Falcon Heights City Hall is located at 2077 Larpenteur Avenue West, Falcon Heights, Minnesota 55113.
Phone: 651‑792‑7600.
Neighborhoods
Beginnings [1]
The City of Falcon Heights was originally part of Rose Township, established in 1850 in Ramsey County and named after early settler Isaac Rose. Rose Township also included the Cities of Lauderdale, Roseville and parts of Minneapolis, St. Paul and St. Anthony. Heman Gibbs settled just west of Cleveland Avenue in 1849 on lands situated north and south of Larpenteur Avenue. There he built a sod house that was replaced in 1854 by the present Gibbs Farm. It is listed on the National Register of Historic Places and is currently owned by the Ramsey County Historical Society.
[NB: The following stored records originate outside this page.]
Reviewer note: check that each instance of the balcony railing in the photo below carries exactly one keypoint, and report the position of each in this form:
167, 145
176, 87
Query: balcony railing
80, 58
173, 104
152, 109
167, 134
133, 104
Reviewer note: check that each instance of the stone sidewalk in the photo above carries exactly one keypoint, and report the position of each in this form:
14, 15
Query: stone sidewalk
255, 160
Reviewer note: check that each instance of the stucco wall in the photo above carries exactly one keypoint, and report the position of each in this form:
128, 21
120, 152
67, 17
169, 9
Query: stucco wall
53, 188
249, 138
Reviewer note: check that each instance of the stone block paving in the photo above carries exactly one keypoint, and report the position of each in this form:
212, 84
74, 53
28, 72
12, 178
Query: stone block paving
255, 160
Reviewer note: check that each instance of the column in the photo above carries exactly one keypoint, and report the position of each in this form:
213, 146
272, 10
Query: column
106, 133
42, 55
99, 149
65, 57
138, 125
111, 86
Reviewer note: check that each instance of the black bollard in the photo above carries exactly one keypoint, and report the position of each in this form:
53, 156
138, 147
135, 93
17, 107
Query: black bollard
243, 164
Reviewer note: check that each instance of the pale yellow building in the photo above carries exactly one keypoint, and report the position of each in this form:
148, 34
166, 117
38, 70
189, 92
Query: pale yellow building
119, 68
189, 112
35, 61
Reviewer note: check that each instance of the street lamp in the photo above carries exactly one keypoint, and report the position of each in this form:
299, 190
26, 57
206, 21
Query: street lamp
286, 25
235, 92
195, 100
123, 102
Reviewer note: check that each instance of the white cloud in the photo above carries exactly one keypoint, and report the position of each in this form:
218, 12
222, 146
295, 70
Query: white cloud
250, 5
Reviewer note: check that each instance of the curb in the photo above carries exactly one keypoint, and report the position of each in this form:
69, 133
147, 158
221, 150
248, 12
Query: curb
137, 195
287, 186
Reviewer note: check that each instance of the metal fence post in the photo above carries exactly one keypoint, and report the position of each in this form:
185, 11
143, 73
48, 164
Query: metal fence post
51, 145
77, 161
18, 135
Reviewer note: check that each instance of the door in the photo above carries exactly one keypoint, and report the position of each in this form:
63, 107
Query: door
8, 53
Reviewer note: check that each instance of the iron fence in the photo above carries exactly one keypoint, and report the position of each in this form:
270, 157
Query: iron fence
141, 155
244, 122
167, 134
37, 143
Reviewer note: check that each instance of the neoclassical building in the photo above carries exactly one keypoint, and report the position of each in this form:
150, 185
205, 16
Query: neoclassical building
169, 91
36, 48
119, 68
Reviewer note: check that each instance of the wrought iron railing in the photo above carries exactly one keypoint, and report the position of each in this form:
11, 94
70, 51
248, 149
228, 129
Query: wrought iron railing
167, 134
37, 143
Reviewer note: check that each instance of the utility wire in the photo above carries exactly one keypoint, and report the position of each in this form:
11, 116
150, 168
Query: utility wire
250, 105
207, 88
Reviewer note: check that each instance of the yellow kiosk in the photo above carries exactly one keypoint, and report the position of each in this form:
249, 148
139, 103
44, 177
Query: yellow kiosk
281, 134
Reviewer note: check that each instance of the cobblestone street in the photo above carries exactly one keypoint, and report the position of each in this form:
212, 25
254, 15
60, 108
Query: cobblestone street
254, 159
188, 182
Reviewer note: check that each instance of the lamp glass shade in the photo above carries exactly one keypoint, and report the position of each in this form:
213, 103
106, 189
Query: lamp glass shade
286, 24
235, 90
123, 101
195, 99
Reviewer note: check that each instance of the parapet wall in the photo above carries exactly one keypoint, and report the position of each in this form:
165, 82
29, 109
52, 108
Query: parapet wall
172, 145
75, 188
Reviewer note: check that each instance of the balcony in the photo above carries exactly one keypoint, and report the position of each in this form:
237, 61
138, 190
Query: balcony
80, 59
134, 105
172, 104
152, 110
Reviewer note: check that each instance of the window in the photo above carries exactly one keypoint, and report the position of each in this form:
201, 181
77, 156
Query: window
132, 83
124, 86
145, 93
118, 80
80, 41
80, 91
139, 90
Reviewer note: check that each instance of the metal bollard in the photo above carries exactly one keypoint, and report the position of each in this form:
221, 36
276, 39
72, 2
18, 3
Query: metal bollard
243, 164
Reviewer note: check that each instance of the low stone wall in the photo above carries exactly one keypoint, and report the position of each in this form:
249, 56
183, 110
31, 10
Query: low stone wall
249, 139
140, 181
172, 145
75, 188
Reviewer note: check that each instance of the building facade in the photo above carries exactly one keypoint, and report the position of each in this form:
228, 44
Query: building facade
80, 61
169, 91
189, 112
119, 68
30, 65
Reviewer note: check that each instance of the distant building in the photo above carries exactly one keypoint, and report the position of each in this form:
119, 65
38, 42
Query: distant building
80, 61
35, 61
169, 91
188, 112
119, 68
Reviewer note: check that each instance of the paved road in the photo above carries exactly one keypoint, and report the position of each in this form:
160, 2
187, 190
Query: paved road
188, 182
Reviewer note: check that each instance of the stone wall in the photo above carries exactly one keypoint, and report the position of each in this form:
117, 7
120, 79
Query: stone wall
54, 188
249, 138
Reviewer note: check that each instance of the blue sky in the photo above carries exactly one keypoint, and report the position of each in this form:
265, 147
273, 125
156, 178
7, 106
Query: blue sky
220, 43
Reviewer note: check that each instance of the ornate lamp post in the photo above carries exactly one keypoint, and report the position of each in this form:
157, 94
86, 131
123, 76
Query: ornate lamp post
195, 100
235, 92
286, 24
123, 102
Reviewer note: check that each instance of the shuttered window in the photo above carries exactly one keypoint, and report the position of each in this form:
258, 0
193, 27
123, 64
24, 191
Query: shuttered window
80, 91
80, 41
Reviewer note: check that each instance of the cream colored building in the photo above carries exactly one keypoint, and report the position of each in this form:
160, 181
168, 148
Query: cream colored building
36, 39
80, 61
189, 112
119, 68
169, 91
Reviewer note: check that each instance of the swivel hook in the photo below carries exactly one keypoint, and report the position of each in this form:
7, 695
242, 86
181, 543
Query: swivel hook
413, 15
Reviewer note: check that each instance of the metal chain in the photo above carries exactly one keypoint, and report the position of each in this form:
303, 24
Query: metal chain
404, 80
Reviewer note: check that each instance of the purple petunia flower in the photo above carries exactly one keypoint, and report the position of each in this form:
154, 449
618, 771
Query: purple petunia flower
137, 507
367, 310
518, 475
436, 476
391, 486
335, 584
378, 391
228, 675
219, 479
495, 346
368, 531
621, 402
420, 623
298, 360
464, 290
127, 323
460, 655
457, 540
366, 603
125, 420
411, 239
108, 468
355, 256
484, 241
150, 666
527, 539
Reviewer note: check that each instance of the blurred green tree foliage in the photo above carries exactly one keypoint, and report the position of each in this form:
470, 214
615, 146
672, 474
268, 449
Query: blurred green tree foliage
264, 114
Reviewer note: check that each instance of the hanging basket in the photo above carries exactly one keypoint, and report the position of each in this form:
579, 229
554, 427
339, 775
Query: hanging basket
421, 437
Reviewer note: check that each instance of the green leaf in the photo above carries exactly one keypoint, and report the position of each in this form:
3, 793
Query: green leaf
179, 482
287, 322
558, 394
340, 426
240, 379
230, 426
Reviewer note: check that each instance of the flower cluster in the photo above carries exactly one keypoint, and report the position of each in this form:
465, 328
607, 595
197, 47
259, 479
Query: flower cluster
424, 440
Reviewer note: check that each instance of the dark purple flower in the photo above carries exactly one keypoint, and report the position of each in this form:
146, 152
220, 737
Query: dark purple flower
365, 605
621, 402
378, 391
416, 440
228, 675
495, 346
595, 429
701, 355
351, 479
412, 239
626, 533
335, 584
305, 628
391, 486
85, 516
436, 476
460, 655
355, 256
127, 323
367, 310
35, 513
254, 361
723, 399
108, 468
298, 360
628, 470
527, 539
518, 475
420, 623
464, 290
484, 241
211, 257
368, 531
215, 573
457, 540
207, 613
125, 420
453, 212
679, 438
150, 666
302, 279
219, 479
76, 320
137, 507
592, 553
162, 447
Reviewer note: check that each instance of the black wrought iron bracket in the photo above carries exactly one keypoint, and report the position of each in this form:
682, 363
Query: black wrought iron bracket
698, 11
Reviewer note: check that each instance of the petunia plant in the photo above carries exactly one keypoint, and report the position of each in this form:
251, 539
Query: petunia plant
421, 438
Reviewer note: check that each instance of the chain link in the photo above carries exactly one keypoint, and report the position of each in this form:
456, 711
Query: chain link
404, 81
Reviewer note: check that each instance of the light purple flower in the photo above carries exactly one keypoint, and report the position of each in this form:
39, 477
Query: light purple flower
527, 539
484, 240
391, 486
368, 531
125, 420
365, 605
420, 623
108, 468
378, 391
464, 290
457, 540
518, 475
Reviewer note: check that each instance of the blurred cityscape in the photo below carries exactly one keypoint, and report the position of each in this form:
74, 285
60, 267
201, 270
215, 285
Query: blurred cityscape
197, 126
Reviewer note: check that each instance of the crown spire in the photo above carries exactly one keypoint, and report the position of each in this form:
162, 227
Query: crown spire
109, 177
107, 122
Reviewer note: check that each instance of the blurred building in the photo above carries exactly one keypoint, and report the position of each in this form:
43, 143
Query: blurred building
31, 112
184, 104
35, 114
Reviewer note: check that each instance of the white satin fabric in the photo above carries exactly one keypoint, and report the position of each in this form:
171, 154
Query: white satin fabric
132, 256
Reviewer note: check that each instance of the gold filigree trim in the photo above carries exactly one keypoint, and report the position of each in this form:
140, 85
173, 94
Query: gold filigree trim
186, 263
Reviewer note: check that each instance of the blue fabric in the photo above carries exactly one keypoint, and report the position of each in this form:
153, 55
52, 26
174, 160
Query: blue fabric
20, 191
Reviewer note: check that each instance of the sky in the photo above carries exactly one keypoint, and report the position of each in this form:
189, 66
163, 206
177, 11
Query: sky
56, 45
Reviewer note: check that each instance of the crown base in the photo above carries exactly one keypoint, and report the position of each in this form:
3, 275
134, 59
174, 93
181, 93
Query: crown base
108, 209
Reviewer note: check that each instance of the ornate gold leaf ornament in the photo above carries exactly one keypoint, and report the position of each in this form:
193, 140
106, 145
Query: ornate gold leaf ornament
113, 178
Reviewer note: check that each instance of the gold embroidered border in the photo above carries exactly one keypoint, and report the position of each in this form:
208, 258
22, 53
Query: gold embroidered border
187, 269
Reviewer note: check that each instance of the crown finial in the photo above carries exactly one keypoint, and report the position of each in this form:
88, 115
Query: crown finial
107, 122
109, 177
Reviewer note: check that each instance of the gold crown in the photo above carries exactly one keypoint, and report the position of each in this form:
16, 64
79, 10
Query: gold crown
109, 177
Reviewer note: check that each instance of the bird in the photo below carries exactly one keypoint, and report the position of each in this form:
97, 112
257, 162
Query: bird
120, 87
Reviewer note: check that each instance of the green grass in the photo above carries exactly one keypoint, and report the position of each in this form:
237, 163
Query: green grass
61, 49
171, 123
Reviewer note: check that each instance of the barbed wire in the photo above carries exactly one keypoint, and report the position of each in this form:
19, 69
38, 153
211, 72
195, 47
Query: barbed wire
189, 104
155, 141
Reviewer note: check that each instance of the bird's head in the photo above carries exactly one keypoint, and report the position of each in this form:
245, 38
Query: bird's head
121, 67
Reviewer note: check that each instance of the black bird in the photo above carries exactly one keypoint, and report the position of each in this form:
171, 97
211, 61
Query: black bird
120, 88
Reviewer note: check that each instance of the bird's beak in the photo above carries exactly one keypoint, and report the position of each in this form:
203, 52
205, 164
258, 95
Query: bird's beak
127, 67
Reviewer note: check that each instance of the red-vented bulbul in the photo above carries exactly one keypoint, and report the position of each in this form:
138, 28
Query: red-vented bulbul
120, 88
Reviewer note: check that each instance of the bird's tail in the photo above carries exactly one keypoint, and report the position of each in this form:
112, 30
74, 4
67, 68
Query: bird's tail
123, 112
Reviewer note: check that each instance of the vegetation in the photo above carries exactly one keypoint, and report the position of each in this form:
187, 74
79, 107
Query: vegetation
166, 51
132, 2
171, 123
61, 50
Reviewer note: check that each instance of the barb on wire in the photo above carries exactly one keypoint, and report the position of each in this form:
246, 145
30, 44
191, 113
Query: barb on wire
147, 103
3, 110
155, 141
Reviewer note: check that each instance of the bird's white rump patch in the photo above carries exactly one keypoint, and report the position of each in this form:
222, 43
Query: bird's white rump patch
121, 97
Heman Gibbs also built the first schoolhouse in Rose Township, which continued to operate until 1959 at the southwest corner of Larpenteur and Cleveland Avenues. The school was extensively remodeled in 1930 by the WPA and finally demolished in 2008 when the University of Minnesota, owner of the property, found it too deteriorated to be moved or preserved. The schoolhouse site is expected to become the home of the Bell Museum of Natural History in the next ten years.
The Minnesota State Fair has occupied the land west of Snelling and north of Como Avenue since 1885 and draws over two million people to Falcon Heights each year. The University of Minnesota School of Agriculture, established in 1888 southwest of Cleveland and Larpenteur, has conducted continuous agricultural experimentation and research for more than 100 years at this location.
Once dominated by farms and nurseries, Falcon Heights got its name in the 1930s from a subdivision that was platted by John Cable and named by and for his real estate agent, a man named Faulkner. Falcon Heights was incorporated as a village in 1949 and as a city in 1973 by mandate of the State Legislature. The community grew rapidly after 1940, reaching a population of nearly 6,000 in 1960. In the 1920s the Snelling and Larpenteur intersection was the site of Curtiss Field, one of the Twin Cities' earliest air fields. The only remaining trace of Curtiss Field, where Northwest Airlines is said to have "gotten off the ground," is in the name of the nearby neighborhood park. Commercial development began at Snelling and Larpenteur and on Hamline between Hoyt and Iowa Avenues in the 1940s. The distinctive Harvest States Co-op building at the southwest corner of Snelling and Larpenteur, now occupied by TIES, was built in 1949.
In 2003 the aging shopping center at the southeast corner of Snelling and Larpenteur was razed to make way for the City's largest development project in many years. The new complex, Falcon Heights Town Square, provides a mix of commercial and residential space, including owner-occupied townhomes, senior apartments and affordable apartments for families.
Worthy of note is the University Grove subdivision, developed by the University of Minnesota beginning in 1929. Each resident owns the structure but leases the lot from the University. All dwellings, structures additions must be individually architect-designed. The University reviews all plans and imposes an additional layer of restrictions which apply only to University Grove.
The 45th parallel runs just north of Falcon Heights in Roseville. A marker at the northeast corner of Cleveland and Roselawn Avenues denotes its location.